ウクライナ侵攻を続けるプーチン大統領に衝撃が走った。首都モスクワ郊外のクラスノゴルスクにあるコンサートホールで3月22日夜、迷彩服を着用した男たちがホール内に押し入り、現場にいた6000人あまりの観客らに向けて自動小銃を無差別に乱射し、これまでに140人以上が死亡した。
事件後、2010年代半ばごろにテロの猛威で世界を震撼させたあのイスラム国が犯行声明を出した。イスラム国はシリアとイラクで一時広大な領域(英国の国土に匹敵するほど)を実行支配していたが、2020年ごろには領域支配を喪失し、近年は目立ったテロは起こしていない。しかし、今回のテロではアフガニスタンを拠点とするイスラム国ホラサン州という地域支部の犯行が強く指摘され、国際社会は再びイスラム国の脅威に直面することになった。
この事件は、プーチン大統領にとっては大きな痛手となった。3月の大統領選挙では5選を果たし、国民からの政治的お墨付きを得たということで、今後ウクライナ侵攻をいっそう加速化させていこうとする最中に発生し、国内治安の脆弱性を内外に露呈することになった。
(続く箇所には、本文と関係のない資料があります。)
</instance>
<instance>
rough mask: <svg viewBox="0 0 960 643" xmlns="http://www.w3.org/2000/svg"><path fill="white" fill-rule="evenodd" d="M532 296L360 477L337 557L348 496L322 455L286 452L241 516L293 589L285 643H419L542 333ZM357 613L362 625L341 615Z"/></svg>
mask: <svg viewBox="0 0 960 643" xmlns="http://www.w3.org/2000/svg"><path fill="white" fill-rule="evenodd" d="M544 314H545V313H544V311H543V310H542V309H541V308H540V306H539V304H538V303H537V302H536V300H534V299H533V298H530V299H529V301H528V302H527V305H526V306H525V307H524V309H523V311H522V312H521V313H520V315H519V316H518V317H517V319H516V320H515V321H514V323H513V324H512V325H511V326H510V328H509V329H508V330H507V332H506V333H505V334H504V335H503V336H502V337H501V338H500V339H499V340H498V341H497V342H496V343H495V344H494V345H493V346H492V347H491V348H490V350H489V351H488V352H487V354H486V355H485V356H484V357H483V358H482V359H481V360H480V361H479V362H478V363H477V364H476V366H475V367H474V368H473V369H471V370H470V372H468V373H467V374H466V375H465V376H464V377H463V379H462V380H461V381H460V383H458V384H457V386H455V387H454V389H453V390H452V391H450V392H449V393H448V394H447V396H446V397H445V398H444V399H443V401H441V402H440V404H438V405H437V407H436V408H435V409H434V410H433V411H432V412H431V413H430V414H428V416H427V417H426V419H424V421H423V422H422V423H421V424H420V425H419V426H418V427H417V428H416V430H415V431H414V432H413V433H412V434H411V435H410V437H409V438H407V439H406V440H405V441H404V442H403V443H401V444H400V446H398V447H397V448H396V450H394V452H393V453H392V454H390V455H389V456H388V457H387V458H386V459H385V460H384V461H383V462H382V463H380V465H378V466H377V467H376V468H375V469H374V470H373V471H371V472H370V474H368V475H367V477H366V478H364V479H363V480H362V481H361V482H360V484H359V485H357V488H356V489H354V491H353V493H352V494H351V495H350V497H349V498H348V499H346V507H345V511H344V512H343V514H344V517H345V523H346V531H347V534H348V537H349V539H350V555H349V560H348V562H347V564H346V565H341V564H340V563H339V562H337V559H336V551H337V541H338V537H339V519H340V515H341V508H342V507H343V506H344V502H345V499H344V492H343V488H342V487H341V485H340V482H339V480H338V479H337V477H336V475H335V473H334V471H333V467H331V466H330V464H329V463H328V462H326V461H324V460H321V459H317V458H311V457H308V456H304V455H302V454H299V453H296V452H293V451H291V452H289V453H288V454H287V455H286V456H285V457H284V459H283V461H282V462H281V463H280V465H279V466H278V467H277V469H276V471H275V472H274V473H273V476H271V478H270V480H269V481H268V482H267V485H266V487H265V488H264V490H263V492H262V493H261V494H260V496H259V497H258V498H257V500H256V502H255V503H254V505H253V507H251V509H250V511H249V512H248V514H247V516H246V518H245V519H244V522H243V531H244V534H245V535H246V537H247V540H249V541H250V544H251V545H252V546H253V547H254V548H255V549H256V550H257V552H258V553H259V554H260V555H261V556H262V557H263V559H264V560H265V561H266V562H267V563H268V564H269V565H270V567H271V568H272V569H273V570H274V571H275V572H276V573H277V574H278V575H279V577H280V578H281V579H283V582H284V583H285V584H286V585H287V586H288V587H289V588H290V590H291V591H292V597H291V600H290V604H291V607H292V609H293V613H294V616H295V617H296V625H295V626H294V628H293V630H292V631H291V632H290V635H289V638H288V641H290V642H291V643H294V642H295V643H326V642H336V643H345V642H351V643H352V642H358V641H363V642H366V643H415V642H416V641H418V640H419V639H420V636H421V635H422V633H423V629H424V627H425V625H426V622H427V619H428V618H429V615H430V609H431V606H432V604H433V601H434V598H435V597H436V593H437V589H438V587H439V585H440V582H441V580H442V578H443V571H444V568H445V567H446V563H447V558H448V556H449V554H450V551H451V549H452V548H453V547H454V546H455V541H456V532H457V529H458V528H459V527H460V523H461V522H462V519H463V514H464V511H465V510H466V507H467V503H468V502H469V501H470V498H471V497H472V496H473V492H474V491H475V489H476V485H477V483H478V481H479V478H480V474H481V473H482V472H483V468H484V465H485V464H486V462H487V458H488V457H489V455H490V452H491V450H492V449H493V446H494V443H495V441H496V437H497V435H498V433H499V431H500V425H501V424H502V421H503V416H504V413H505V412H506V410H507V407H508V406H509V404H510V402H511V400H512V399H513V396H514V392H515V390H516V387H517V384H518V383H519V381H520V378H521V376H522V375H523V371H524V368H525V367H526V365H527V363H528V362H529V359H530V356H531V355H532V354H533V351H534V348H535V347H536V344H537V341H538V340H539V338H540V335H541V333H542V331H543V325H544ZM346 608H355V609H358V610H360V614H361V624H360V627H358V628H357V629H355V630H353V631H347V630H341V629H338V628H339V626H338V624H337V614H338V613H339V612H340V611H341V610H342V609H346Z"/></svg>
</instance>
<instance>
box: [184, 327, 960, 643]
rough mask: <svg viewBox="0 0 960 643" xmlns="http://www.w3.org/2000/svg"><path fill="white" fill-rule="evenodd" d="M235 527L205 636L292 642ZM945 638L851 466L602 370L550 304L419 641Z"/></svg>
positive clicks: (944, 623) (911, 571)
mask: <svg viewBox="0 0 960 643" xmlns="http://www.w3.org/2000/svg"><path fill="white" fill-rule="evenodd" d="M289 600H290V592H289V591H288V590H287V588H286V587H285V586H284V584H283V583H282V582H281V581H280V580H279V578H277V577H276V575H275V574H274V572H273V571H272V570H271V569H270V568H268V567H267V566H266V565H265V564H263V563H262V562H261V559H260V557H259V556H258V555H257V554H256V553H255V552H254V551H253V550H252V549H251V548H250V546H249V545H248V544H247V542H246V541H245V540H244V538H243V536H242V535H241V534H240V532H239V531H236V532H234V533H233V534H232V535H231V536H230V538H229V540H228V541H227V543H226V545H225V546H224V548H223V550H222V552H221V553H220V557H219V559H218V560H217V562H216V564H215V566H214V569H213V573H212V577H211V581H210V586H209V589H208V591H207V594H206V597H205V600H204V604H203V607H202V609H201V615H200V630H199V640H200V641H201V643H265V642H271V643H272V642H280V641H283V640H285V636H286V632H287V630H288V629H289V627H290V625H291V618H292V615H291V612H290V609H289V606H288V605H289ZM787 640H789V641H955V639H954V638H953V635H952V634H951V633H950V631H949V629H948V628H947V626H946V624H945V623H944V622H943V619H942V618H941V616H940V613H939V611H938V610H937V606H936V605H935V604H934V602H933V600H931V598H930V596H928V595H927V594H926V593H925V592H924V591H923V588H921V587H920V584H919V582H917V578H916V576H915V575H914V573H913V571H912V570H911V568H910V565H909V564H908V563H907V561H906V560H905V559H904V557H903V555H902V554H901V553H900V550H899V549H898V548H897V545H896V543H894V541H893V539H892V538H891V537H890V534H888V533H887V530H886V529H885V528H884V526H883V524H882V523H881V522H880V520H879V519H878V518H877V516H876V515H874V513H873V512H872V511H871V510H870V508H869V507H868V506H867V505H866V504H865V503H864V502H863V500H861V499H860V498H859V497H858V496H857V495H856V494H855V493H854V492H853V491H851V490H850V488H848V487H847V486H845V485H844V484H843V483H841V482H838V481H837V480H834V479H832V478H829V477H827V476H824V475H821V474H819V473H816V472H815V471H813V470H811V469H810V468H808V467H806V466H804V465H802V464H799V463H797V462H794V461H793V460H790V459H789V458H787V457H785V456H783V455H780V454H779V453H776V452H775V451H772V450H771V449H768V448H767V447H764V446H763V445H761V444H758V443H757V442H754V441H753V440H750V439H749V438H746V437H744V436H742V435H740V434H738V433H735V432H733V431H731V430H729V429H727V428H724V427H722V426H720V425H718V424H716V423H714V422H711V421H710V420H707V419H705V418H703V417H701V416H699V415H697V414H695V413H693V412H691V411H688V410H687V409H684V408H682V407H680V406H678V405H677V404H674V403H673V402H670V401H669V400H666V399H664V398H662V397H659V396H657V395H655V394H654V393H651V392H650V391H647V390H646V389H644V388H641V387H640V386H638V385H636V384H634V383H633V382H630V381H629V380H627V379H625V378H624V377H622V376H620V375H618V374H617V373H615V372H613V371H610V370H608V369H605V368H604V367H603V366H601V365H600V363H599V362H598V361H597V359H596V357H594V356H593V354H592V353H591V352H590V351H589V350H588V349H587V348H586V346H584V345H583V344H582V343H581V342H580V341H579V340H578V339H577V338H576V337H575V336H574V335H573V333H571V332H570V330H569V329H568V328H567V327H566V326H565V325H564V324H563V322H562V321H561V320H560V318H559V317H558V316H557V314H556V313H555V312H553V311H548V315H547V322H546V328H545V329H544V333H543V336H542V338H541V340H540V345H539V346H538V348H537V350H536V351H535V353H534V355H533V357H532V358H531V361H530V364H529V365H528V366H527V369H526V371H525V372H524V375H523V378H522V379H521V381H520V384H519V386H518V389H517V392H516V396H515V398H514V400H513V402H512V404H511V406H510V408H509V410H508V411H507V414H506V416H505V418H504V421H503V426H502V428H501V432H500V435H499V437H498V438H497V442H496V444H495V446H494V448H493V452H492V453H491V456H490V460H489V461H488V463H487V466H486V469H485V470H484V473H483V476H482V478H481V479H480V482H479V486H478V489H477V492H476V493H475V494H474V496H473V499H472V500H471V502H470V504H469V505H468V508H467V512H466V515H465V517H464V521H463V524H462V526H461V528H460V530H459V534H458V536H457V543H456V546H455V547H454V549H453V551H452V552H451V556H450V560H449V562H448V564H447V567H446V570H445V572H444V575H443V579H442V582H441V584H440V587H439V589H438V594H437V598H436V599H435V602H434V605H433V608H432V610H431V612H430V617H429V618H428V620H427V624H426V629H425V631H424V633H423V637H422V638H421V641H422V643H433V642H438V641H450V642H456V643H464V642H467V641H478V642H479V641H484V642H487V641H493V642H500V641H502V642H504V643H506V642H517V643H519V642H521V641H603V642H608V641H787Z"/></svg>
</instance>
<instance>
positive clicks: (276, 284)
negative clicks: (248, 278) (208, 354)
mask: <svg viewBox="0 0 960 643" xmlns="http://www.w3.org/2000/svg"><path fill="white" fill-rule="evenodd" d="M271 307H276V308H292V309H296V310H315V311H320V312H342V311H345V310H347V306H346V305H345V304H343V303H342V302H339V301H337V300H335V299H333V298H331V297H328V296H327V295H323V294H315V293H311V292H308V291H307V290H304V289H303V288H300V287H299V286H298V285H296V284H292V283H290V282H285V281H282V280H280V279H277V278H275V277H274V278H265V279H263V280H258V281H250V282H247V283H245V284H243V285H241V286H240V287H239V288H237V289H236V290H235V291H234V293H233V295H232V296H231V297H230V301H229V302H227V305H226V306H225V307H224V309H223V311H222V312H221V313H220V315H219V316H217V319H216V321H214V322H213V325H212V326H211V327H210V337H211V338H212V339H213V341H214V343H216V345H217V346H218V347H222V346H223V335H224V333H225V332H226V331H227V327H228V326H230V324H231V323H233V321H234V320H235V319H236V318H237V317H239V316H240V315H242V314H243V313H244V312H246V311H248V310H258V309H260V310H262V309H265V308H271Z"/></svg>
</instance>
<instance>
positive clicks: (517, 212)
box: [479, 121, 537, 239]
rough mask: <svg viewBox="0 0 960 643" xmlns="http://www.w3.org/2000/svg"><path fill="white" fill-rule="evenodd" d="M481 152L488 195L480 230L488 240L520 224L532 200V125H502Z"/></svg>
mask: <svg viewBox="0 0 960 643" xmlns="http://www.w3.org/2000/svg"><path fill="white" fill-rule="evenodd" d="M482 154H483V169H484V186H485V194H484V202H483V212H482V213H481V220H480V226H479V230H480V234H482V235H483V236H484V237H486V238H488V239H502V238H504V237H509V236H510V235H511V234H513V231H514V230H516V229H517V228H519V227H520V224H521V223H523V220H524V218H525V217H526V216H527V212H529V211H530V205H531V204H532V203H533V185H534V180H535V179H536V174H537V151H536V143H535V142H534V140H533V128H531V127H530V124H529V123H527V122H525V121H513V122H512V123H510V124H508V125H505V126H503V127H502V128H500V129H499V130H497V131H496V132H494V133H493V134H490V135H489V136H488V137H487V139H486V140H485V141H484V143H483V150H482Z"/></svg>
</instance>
米国は事前に、ロシアに対してテロに注意するよう喚起していたというが、その中でテロを防げなかったことで、今後国民のプーチン政権への不満や怒りが高まる可能性もある。また、プーチン大統領は未だにウクライナの関与を指摘しているが、当然のごとくウクライナが関与しているわけでなく、これはプーチン政権への批判を交わし、ウクライナ侵攻を正当化するためのロジックでしかない。
では、なぜロシアは今回狙われたのか。イスラム国やイスラム過激派というと米国や欧州、イスラエルなどを第一の標的にしているようにも映るが、ロシアの優先順位は決して低くないのだ。
まず、イスラム国がシリアとイラクで領域を実効支配していた当時、ロシアはイスラム国と敵対するシリアのアサド政権を軍事的に支援し、ロシア自体もシリアにプレゼンスを強化。イスラム国に対する空爆などを行っていた。
また、ロシアは近年ニジェールやマリ、ブルキナファソなどアフリカへ軍事的な影響力を拡大。ロシアの民間軍事会社ワグネルが現地の軍事政権を支援し、現地で活動するイスラム国系武装勢力と対立関係にある。
さらに、プーチン政権は長年、ロシア南部チェチェンやダゲスタン、イングーシを拠点とするイスラム過激派への軍事的な締め付けを続けているが、プーチン政権を敵視するこのイスラム過激派の中からも多くの戦闘員がイスラム国に流入しており、もともとイスラム国はロシアを敵視していたと言える。
今回のテロに関与したとされるイスラム国ホラサン州は、拠点とするアフガニスタンでもロシア大使館を攻撃し、ロシア人2人が亡くなったことがある。今後、ウクライナ戦争と並行して、プーチン大統領はテロとの戦いを余儀なくされる可能性もあろう。